Updating the primary role administrator

The default user for Cloud APM is apmadmin, and the default realm is customRealm. By default apmadmin is also the primary role administrator. When you configure LDAP to authenticate Cloud APM console users, you must change the primary role administrator from apmadmin to a LDAP user.

About this task

The primary role administrator is responsible for assigning other Cloud APM console users to roles by using the Role Based Access Control page. The primary role administrator username and password are also used when backing up and restoring data for the Cloud APM server. You might need to change the primary role administrator for one of the following reasons:
  • You are changing user authentication from basic registry to LDAP or you are switching to a different LDAP registry.
  • You want to use a different LDAP user as the primary role administrator.
  • You want to use a different realm name name for the user registry.
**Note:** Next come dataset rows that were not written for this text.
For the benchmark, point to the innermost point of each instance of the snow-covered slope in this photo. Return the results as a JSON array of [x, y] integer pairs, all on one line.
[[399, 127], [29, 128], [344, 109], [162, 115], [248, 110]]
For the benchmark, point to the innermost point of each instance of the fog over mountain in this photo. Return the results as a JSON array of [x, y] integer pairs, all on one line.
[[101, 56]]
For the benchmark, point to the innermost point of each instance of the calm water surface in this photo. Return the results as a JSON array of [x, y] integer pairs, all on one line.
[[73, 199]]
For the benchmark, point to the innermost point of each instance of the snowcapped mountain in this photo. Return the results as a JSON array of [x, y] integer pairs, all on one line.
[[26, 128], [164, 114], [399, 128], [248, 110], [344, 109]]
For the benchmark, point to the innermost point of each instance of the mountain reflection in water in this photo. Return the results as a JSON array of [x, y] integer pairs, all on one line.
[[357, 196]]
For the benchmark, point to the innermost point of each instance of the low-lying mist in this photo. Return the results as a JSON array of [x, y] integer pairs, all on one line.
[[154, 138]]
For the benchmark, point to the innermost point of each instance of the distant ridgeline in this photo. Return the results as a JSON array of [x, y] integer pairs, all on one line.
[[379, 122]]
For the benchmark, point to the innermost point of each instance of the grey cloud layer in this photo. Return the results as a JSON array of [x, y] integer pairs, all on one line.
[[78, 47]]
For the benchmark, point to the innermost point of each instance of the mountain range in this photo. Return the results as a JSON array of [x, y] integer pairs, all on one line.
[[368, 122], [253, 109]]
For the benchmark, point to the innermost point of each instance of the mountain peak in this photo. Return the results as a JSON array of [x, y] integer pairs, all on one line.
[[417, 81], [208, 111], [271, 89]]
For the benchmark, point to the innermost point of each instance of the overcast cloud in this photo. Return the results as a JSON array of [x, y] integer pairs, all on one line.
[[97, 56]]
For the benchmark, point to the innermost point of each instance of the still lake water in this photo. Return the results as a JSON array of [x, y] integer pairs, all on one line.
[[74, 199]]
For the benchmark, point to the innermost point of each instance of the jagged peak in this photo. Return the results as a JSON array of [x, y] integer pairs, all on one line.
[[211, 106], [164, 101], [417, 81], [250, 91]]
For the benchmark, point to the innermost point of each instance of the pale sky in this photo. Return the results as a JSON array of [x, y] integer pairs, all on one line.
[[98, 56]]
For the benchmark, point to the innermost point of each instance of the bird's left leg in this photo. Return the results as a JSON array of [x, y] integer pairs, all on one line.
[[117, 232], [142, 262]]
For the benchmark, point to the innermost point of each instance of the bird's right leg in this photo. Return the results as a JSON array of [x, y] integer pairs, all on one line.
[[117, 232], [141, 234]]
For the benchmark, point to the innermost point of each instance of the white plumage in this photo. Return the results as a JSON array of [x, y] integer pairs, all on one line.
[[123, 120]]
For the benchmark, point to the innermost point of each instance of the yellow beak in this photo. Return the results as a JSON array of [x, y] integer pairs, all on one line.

If you are using basic registry, you cannot change the primary role administrator from apmadmin to another user. This is because Cloud APM procedures, such as backup and restore, assume apmadmin is the primary role administrator when the basic registry is configured. If you are switching from LDAP back to the basic registry, then see this topic (Switching from LDAP back to basicRegistry ) for details on changing the primary role administrator back to the apmadmin user.

Procedure

  1. Navigate to the install_dir/wlp/usr/servers/server1/cscs/conf directory and create a file called cscsRoleAdmin.new.
    Do not edit or remove the cscsRoleAdmin.conf file directly. Any change should be done by creating a cscsRoleAdmin.new file.
  2. Add a new default user to cscsRoleAdmin.new using syntax similar to the following (contact your LDAP administrator for the exact syntax):
    user:SampleLdapADRealm/CN=testuser,CN=users,dc=adtest,dc=mycity,dc=mycompany,dc=com 
    where:
    SampleLdapADRealm
    This is the realm name for your registry. Replace SampleLdapADRealm with the realm name from the registry configuration file (basicRegistry.xml or ldapRegistry.xml)
    CN=testuser,CN=users,dc=adtest,dc=mycity,dc=mycompany,dc=com
    Replace CN=testuser,CN=users,dc=adtest,dc=mycity,dc=mycompany,dc=com with the user that is being designated the primary role administrator. The primary role administrator user has authorization to perform all actions in the Cloud APM console including assigning other users or user groups to roles.
    When you are switching from basic registry to LDAP, the primary role administrator must log into the Cloud APM console after this procedure is complete and assign roles to other LDAP users so that they are authorized to access the Cloud APM console.
    Specify the user's distinguished name exactly as it is defined in the LDAP directory. The best practice is to specify a different user distinguished name from the bindDN user specified in the ldapRegistry.xml file.
    Note: The realm name and user name are case sensitive.
  3. Save the cscsRoleAdmin.new file.
  4. Update the install_dir/wlp/usr/servers/apmui/server-oauth2-tai.xml file to add the user from step 2:
    1. Find the properties line, <properties, and its closing tag, />.
    2. Add a new line before the /> closing tag with the following content: systemUser="testuser LDAP distinguished name" where testuser matches the user string from step 2, for example: systemUser="CN=testuser,CN=users,dc=adtest,dc=mycity,dc=mycompany,dc=com"
      Note: Do not include the user: prefix or realm name that was specified in step 2.
    3. Confirm that the /> closing tag was not deleted, then save and close the file.
  5. Update the install_dir/wlp/usr/shared/config/oauthVariables-onprem.xml file and set the value of the oauthRealm attribute to the value of the realm property in the install_dir/wlp/usr/shared/config/ldapRegistry.xml file.
  6. Restart the Cloud APM server by using the following command in the /user/bin/ directory:
    apm restart_all
  7. To verify that you have successfully changed the primary role administrator, attempt to log in with your new Role Administrator user account.
    • If you can log in successfully, you have successfully changed the primary role administrator account. Go to the Role Based Access Control page to assign other LDAP users to roles so that they are authorized to log in to the Cloud APM console. For more information, see the Working with roles, users, and permissions topic (Working with roles, users, and permissions.
    • If you receive the message "You do not have permission to view this application. If you require access to the application, please send the URL that you are attempting to access to your monitoring system administrator", see Troubleshooting changing the primary role administrator.

Results

The Cloud APM integration with your LDAP server is now complete.